Blurry-eyed from our 3am wake-up alarm, we touched down on Amsterdam soil in time for breakfast. A short train journey north delivered us into the welcoming arms of our friends Sam and Rena, who took us the sunny scenic route to their work-studio; a converted warehouse space full of light, handmade ceramics and happily for us, plants. The surrounding landscape was idyllic; looking out onto the flat, fertile countryside of the Netherlands with the Amsterdam skyline rising just above the horizon.

On our way back to the city we passed through beautiful traditional villages with wood-clad Dutch houses in all shapes and sizes, and as we neared the busy centre the buildings seemed to squash up against one-another to suddenly become tall and slender but even wonkier still.
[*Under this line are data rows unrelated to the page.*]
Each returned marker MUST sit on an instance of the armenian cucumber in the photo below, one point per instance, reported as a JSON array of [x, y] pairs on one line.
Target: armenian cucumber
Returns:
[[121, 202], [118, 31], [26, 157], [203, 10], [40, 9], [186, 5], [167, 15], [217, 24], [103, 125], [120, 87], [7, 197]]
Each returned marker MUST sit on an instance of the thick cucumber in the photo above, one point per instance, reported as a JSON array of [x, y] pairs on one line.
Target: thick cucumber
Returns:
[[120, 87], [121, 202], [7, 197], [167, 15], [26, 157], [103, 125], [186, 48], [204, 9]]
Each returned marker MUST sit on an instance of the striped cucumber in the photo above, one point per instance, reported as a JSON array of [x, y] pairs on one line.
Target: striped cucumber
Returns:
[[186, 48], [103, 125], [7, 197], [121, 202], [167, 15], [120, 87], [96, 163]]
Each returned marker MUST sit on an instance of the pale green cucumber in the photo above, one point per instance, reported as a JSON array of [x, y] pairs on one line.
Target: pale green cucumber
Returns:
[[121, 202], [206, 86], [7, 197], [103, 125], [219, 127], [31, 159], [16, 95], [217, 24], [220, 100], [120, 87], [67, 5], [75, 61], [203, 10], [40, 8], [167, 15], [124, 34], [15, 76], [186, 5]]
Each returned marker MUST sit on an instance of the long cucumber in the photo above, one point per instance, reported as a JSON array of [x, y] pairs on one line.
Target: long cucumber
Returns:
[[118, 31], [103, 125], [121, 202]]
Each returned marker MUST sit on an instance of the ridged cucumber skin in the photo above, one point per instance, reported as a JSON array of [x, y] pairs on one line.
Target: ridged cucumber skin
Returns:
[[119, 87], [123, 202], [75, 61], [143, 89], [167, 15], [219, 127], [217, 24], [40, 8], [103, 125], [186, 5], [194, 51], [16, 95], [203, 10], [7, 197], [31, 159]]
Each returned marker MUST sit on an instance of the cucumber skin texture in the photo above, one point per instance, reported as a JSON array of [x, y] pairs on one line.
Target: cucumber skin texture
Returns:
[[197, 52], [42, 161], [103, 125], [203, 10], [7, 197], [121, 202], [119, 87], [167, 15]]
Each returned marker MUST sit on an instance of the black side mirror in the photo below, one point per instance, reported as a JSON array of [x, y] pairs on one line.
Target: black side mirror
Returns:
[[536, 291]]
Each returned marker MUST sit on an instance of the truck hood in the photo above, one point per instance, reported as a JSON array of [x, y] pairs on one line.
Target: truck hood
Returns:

We wandered the streets under bright green Elm blossom and dreamt of living canalside with our own plant-filled stoop to bathe in the evening light.

Day two began with a visit to Vondelpark which we explored on two wheels, stopping only to try and catch a sight of the colourful parrots flitting from tree to tree. We immersed ourselves in the Dutch Masters at the Rijksmuseum and stared for what felt like hours into paintings by Rembrandt and Vermeer.

On our final day in Amsterdam we headed to an old favourite of ours; the lush greenhouses of Hortus Botanicus, where we spent the morning amidst the glorious botanical oasis that sits in the very heart of the city.

Keen to see more glasshouse action, we hopped on a train and found our way to the Botanische Tuin Zuidas (part of the Vrije University) and couldn’t believe our eyes. The passionate gardener we met introduced us to the collection of over 8000 cacti and succulents and let us roam around the incredible greenhouses freely.

Amsterdam is a place that has a vast history, a place that has inspired great names in art and literature and for three days in spring it showed us it’s wealth of culture, wonky architecture and an incredibly warm welcome.